Don't be mistaken by the title though - the 12x optical zoom is only one of the tricks these devices have over cheaper compacts. You get a much more rounded camera, with wide angle lenses, high-definition movie recording, and manual control (in the Canon). The cameras have 12x zoom, optical image stabilisation and ISO 1600 in common, but the Canon has 12.1MP versus 10.1MP for the Panasonic. Panasonic's partnership with LEICA gives the DMC-TZ7 a classy 25mm-300mm lens, compared to 28mm-336mm for the Canon.
Both cameras are small: the chassis is larger than a mini-compact such as Canon's new IXUS 100 IS, but it's still compact-size, and easy to slip into a pocket. The Canon has a plastic feel, and the right-hand edge of the camera angles forward making the grip comfortable. The only unusual design point is the pop-up flash, which is always raised when the camera is on. The Panasonic has a much more streamlined metallic-look silver body.
Panasonic's 460,000 "dot" 3in LCD display looks stunning compared with the 230,000-pixel 3in LCD Canon display.
One of the more appealing features for beginners and hobbyists is smart auto scene selection. Switch to "Auto" mode on the Canon or "iA" mode on the Panasonic and the camera will attempt to select the appropriate scene settings. We found this worked well in our testing with low lighting, telephoto or even macro shooting. The only quibble was the lack of manual focus frame control in full auto mode.
Both cameras also attempt to deal with extremes of light contrast. Toggle the "Intelligent contrast" mode (a separate control to the main shooting mode) to balance out particularly dark or blown-out bright areas. This has a noticeable effect even in relatively flat lighting conditions, although we preferred the more dynamic contrast with this setting turned off.
Increased zoom introduces some exposure and focusing challenges, which Canon and Panasonic have handled admirably. Softness around the edge of subjects shot in daylight in our tests make it clear that you need to play with settings to keep things sharp. The Panasonic has two levels of optical stabilisation, an Intelligent ISO function which lets you set a maximum ISO, and also a minimum shutter speed setting. The Canon has a "Safety shift" mode which compensates for overly ambitious shutter/aperture settings.
Unlike the Panasonic, the Canon SX200 IS lets you switch between aperture priority, shutter priority, or full manual. For advanced users who like manual control, this might be the clincher, though in our tests we found the Canon gave a limited aperture range, especially when zooming.
The Canon also has true focus and exposure locks; you can set these separately for separate subjects in a photo. The Panasonic lets you lock focus and exposure by half pressing the shutter, but you can't control them separately. You still have exposure compensation, but the greater control with the Canon, which also has manual focus and AF Point zoom (which gives you a magnified view of the focus area), puts it firmly in the lead here.

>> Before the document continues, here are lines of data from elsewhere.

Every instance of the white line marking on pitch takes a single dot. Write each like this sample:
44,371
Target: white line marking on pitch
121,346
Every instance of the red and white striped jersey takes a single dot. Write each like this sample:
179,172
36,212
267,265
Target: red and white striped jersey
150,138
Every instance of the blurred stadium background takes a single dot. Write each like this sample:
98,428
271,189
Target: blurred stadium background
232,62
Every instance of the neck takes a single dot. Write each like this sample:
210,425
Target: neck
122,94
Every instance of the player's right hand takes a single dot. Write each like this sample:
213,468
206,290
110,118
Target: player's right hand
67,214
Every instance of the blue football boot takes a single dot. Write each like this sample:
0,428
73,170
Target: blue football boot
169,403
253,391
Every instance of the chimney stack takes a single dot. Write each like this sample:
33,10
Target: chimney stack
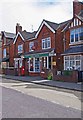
18,28
77,7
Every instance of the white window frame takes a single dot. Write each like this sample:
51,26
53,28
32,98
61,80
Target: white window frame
48,39
74,32
20,48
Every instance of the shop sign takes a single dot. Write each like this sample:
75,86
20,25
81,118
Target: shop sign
53,63
36,55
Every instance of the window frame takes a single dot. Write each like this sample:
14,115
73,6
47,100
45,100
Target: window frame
74,32
45,43
20,48
72,60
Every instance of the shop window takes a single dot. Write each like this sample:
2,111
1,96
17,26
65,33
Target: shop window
37,65
31,64
72,62
16,64
46,43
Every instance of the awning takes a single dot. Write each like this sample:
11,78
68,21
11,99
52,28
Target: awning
5,59
78,49
36,55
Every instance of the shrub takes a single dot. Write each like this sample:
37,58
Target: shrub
67,72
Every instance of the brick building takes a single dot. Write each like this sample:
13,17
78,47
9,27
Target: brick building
52,46
40,49
73,53
7,49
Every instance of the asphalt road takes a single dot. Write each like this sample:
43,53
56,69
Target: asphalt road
23,100
18,105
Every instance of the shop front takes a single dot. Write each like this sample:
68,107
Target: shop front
19,66
37,62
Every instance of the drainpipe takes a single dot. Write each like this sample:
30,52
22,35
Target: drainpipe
64,40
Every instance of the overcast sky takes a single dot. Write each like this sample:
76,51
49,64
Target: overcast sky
31,13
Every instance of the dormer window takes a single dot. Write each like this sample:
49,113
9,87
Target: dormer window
76,35
20,48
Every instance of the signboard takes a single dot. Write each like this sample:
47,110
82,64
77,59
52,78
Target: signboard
36,55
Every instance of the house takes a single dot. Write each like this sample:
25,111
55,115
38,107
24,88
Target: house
73,52
7,49
40,49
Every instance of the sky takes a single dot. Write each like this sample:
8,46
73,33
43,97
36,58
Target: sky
30,13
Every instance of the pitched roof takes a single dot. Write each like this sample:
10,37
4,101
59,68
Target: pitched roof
28,35
74,49
52,24
9,35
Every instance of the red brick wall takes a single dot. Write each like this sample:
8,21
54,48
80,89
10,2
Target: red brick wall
11,58
44,33
19,41
77,7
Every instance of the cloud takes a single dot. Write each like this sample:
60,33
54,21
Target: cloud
32,12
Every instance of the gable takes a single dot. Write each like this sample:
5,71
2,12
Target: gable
41,26
19,34
75,22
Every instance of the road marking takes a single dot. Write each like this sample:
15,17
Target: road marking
39,81
57,97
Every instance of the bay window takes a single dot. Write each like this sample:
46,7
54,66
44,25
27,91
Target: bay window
73,62
76,35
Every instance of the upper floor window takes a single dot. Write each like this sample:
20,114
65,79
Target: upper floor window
31,45
76,35
20,48
4,53
4,41
46,43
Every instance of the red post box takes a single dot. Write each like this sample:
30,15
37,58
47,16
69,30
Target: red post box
22,70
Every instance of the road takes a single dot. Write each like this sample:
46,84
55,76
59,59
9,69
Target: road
28,100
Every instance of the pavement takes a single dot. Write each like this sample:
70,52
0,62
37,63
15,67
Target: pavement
38,80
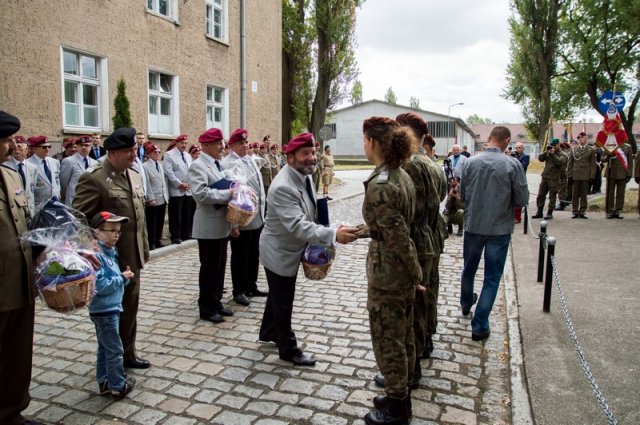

Picture quality was excellent for both cameras under a range of lighting and shooting conditions, and picking which camera shot which photo in a blind test would be very difficult to the untrained eye. The Canon showed more vibrant colours when shooting macros under difficult lighting conditions, but a lack of detail compared with the Panasonic.
Where the Panasonic shines is its movie mode. Both of these cameras offer 720p recording and HDMI output - something that you won't see in cheap compacts. The Canon offers 1280 x 720 at 30fps in .MOV format and colour swap effects, while the Panasonic gives you 1280 x 720 in the AVCHD Lite at 17Mbits/sec, as well as a stereo mike, wind cut filter, and manual control over face tracking, colour modes and the Intelligent Exposure.
With picture quality on par, and both cameras being easy to use (the Canon aided by helpful menu explanations), it was hard to separate both models. The Panasonic outclasses its rival with its video abilities, but Canon is our pick for more advanced users with its manual modes.